Thursday, December 29, 2011

Bash sort... what the hell is up with tab separators?

UPDATE: I have updated the sort Wiki page to include an example for tab separated sorting.

In the world of Unix shells there exists a very common one called Bash. And within the Bash shell there are a whole host of commands that can be used both on the command line and in a script file. These commands run the gamut for what they can do, but there is a small subset that most people find their daily lives centered around when it comes to programming or hacking out solutions such as sed, cut, and sort.

Fairly common inputs to these commands are delimited-separated values such as CSVs and TSVs. Thankfully almost every command that you would use for these formats allows you to specify the delimiter.

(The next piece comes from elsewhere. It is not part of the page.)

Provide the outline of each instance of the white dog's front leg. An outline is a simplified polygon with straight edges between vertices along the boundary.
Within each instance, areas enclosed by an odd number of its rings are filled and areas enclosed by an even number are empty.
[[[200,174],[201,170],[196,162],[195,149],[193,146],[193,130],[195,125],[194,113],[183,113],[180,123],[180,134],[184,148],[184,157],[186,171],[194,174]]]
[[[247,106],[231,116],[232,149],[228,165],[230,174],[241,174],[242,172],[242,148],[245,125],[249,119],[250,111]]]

For instance, say we have a TSV file called phonebook that contains the name and number for each contact:
$ cat phonebook 
Smith, Brett 555-4321
Doe, John 555-1234
Doe, Jane 555-3214
Avery, Cory 555-4132
Fogarty, Suzie 555-2314
With cut you could get just the names if you wanted:
$ cut -f1 phonebook 
Smith, Brett
Doe, John
Doe, Jane
Avery, Cory
Fogarty, Suzie
How did it know what the delimiter was? Luckily with cut the default delimiter is the tab character. What if it's not though? Looking at the man page for cut gives us:
$ man cut
...
     -d delim
             Use delim as the field delimiter character instead of the tab character.
...
So, say you wanted just the last name for everyone. Well, you can pipe the output from the first command to a second command to do just that! The only difference is now we are going to specify the delimiter to be a comma for the second command.
$ cut -f1 phonebook | cut -f1 -d ','
Smith
Doe
Doe
Avery
Fogarty
Nice! Now, lets check out sort. First, lets sort our phonebook by last name:
$ sort -k1,1 phonebook 
Avery, Cory 555-4132
Doe, Jane 555-3214
Doe, John 555-1234
Fogarty, Suzie 555-2314
Smith, Brett 555-4321
That works well enough. Now lets sort by phone numbers:
$ sort -k2,2 phonebook 
Smith, Brett 555-4321
Avery, Cory 555-4132
Doe, Jane 555-3214
Doe, John 555-1234
Fogarty, Suzie 555-2314
Well... that's not right. It sorted by first name instead. Hmmmmm. Looking at the man page we see:
$ man sort
...
       -t, --field-separator=SEP
              use SEP instead of non-blank to blank transition
...
OK, lets add our trusty tab character:
$ sort -k2,2 -t '\t' phonebook 
sort: multi-character tab `\\t'
Uhhhhh... multi-character? Looks like sort doesn't interpret '\t' as a tab character, but instead a literal '\' and 't'. In another way:
$ echo -n '\t' | hexdump -c
0000000   \   t                                                        
0000002
So, how do we set the separator to be a tab character? The beginner's bash guide provides some guidance on that:
3.3.5. ANSI-C quoting

Words in the form "$'STRING'" are treated in a special way. The word expands to a string, with backslash-escaped characters replaced as specified by the ANSI-C standard. Backslash escape sequences can be found in the Bash documentation.
Using our echo example again:
$ echo -n $'\t' | hexdump -c
0000000  \t                                                            
0000001
Yup, one character. Trying out phone number sort again:
$ sort -k2,2 -t $'\t' phonebook 
Doe, John 555-1234
Fogarty, Suzie 555-2314
Doe, Jane 555-3214
Avery, Cory 555-4132
Smith, Brett 555-4321
BINGO! Now we are truly sorting on the second column.

tl;dr

Turns out sort is similar to echo in that by default escaped characters are interpreted as two character literals rather than the intended escaped character. While echo -e does provide a means to do so, sort does not. So we must use the ANSI-C quoting (or some other means).

20 comments:

  1. When I'm in a shell, I tend to escape these by pressing CTRL+V and then the key for the special character I need (usually tab, or enter for newline).

    Thanks for the reminder about $'string', though. Clea{r,n}ly the way to go in scripts.